2025-07-16 –, South Hall 2B
Petabytes of unstructured data stand as the cornerstone upon which triumphant Machine Learning (ML) models are built. One common method for researchers to extract subsets of data to their local environments is by simply using the age-old copy-paste, for model training. This method allows for iterative experimentation, but it also introduces challenges with the efficiency of data management when developing machine learning models, including reproducibility constraints, inefficient data transfer, alongside limited compute power.
This is where data version control technologies can help overcome these challenges for computer vision researchers.

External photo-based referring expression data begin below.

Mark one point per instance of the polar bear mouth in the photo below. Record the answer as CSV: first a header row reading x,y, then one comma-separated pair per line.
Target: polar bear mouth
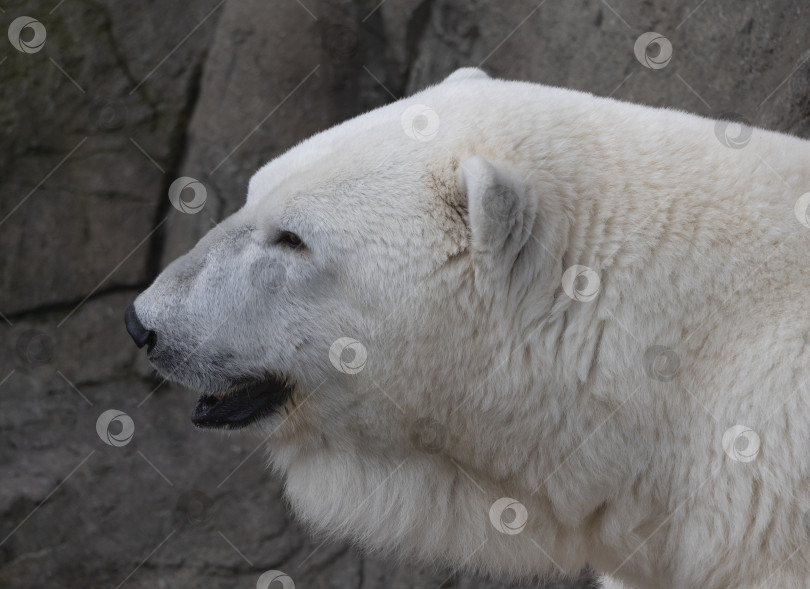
x,y
240,405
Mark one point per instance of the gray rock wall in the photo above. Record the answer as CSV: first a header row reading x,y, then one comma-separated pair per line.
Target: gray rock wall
x,y
124,98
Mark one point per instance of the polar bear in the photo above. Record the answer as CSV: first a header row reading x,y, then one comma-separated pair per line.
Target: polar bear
x,y
519,328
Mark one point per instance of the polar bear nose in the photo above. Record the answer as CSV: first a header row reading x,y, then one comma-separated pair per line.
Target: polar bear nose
x,y
140,335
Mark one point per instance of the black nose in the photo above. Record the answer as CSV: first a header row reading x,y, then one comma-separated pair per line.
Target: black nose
x,y
140,335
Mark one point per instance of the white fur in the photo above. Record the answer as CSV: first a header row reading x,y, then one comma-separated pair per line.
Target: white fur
x,y
457,296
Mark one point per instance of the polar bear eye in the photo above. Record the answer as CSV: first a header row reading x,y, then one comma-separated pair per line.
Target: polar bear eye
x,y
289,239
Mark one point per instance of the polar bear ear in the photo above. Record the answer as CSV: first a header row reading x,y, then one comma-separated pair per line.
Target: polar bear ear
x,y
502,210
467,73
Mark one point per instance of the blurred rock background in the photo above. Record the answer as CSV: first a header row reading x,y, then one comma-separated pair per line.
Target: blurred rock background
x,y
125,97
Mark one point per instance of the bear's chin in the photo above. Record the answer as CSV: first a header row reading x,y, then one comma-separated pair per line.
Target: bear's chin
x,y
241,405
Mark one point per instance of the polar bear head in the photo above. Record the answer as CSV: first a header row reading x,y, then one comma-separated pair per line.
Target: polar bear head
x,y
365,308
360,284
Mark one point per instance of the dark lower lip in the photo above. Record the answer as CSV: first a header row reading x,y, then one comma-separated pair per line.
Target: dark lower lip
x,y
241,407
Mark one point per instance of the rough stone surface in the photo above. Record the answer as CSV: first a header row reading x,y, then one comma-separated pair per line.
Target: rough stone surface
x,y
212,91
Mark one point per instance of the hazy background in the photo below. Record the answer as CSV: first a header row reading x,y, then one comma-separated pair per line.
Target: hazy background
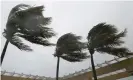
x,y
67,16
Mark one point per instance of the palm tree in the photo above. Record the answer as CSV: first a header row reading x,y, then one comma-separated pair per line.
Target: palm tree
x,y
70,48
29,23
104,38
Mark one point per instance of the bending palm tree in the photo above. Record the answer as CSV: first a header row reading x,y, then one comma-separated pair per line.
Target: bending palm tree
x,y
70,48
104,38
27,22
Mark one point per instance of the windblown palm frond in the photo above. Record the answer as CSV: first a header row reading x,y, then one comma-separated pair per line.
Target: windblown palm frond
x,y
120,52
30,23
69,47
105,38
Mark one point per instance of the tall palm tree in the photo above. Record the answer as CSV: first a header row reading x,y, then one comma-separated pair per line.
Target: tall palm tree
x,y
29,23
70,48
104,38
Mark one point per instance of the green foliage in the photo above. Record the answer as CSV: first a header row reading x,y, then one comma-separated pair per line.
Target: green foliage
x,y
29,23
105,38
70,48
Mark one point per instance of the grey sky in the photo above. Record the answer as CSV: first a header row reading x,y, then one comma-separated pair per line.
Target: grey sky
x,y
71,16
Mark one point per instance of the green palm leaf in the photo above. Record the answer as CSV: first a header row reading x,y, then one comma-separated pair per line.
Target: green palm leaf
x,y
105,38
29,23
69,47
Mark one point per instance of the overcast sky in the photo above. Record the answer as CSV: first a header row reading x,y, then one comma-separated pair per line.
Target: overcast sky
x,y
71,16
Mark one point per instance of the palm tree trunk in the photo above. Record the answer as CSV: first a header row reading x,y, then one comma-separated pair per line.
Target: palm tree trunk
x,y
57,70
4,51
93,68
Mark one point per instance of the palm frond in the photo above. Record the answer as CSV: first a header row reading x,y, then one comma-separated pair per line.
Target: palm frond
x,y
37,40
29,21
109,40
101,29
120,52
70,45
106,35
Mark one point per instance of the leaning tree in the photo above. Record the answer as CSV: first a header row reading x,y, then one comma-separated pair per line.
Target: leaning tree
x,y
104,38
27,22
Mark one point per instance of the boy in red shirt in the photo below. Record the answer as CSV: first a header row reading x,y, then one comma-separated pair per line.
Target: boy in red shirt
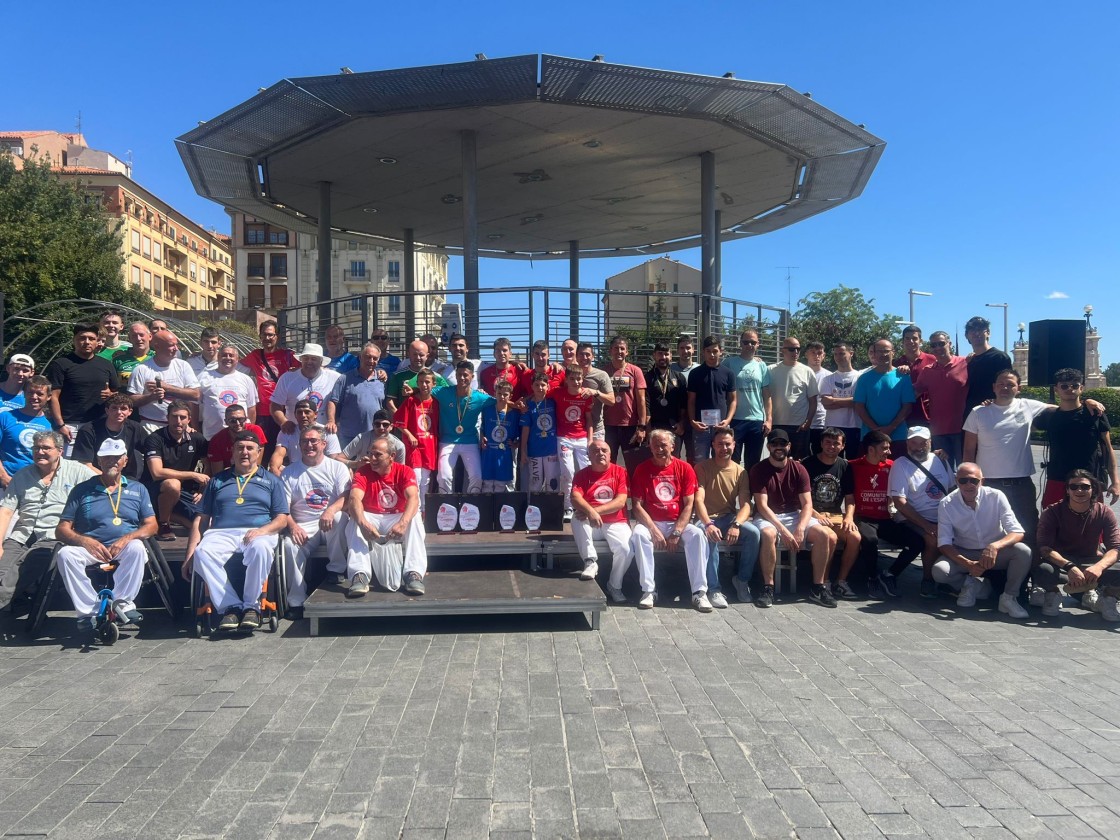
x,y
418,419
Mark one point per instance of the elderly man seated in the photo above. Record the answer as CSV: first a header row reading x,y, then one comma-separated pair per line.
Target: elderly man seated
x,y
383,505
31,506
104,522
1079,543
598,496
316,487
664,488
243,510
978,532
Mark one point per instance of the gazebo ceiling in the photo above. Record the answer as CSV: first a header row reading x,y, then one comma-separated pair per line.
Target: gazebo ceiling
x,y
605,155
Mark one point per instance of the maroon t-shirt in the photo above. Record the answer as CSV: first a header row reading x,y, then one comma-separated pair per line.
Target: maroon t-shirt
x,y
783,487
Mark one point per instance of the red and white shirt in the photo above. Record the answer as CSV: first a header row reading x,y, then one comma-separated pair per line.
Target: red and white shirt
x,y
662,488
600,488
384,493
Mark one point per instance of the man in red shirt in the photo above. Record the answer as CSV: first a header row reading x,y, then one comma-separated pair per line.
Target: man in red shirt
x,y
267,365
382,507
870,475
784,511
664,490
598,496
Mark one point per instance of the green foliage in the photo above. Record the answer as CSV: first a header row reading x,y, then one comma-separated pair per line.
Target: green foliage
x,y
842,315
56,242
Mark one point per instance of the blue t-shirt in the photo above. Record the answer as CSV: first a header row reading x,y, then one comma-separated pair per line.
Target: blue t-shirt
x,y
884,394
502,435
540,418
457,411
16,432
345,363
15,401
356,400
263,500
90,507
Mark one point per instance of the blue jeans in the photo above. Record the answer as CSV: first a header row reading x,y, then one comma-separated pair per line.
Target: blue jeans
x,y
748,550
748,437
953,445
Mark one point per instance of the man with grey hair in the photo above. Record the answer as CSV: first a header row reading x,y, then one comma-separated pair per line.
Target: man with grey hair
x,y
31,506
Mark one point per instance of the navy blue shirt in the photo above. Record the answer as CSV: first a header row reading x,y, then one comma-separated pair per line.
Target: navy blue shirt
x,y
90,507
263,497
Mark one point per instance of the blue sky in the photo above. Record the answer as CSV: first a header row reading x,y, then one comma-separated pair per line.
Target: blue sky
x,y
999,182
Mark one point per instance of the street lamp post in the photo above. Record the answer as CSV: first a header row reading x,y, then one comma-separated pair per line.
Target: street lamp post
x,y
912,294
1004,307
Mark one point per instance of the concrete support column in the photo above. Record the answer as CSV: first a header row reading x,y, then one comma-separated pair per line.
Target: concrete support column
x,y
470,239
325,290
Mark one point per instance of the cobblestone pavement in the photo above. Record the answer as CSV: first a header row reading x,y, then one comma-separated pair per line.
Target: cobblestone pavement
x,y
901,719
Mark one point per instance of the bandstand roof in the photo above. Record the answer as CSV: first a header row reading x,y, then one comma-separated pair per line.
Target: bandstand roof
x,y
603,154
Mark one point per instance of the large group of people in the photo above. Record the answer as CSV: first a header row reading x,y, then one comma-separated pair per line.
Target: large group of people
x,y
333,449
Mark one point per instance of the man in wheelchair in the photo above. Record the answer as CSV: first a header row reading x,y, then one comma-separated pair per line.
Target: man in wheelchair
x,y
104,523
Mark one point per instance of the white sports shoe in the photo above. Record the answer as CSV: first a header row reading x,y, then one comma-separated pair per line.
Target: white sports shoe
x,y
1010,605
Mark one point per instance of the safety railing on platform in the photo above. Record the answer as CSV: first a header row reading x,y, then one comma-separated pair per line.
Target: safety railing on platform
x,y
526,314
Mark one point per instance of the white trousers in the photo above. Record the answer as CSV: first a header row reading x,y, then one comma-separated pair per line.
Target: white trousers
x,y
541,475
297,557
472,463
72,561
388,572
617,534
696,554
216,547
572,459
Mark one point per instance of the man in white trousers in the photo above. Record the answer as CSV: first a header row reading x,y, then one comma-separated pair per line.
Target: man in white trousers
x,y
598,497
664,490
105,520
316,488
382,507
244,509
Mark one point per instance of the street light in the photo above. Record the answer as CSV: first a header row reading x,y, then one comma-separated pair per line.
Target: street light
x,y
1004,307
912,294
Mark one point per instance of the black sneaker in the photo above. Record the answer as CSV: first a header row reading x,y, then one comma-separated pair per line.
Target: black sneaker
x,y
822,596
888,584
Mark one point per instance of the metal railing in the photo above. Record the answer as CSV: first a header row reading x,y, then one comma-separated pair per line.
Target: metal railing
x,y
526,314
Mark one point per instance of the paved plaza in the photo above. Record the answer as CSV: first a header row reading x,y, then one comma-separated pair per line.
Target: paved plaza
x,y
901,719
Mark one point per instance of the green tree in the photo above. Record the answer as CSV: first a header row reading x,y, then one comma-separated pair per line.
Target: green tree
x,y
842,315
56,241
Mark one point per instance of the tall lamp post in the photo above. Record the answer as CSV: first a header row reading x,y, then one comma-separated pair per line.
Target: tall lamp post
x,y
1004,307
922,294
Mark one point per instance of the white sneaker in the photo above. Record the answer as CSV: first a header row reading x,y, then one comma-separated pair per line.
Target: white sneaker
x,y
1010,605
616,594
969,591
1052,604
1109,612
701,603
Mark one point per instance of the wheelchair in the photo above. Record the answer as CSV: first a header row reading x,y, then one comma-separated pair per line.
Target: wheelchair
x,y
273,596
157,572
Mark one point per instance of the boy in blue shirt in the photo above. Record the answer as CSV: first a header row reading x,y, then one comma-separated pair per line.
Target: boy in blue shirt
x,y
501,425
540,467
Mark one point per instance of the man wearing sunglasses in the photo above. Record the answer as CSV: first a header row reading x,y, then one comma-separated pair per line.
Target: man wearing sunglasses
x,y
1079,544
1079,439
978,532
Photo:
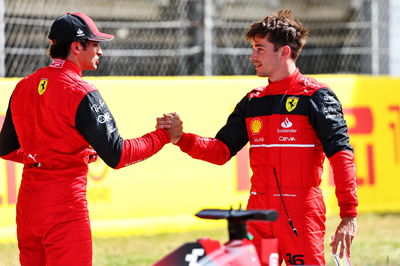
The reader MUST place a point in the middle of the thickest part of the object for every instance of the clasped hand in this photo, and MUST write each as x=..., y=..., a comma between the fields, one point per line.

In this workshop we'll cover:
- How to use open source tooling to version control your data when working with data locally.
- Best practices for working with data, preventing the need to copy data locally, while enabling the training of models at scale directly on the cloud. This will be demoed with an OSS stack:
- Langchain
-Tensorflow - PyTorch
- Keras
You will come away with practical methods to improve your data management when developing and iterating upon Machine Learning models, built for modern computer vision research.
Intermediate
Tal Sofer is a product manager at Treeverse, the company behind lakeFS, an open-source platform that delivers a git-like experience to object-storage based data lakes. Tal is a former engineering manager who led engineering teams building scalable tools for developers and started her journey at Treeverse as an R&D team lead.
Tal holds a B.sc in Computer Science and Chinese studies from the Hebrew University of Jerusalem. In her free time you can find her running, cooking or brushing up on her Chinese.
Itai is a seasoned software engineer, passionate about clean code and design, and about simplifying what is complex. Doing what’s needed, whether it’s backend, full-stack, or mobile development, and enjoys creating well-crafted products.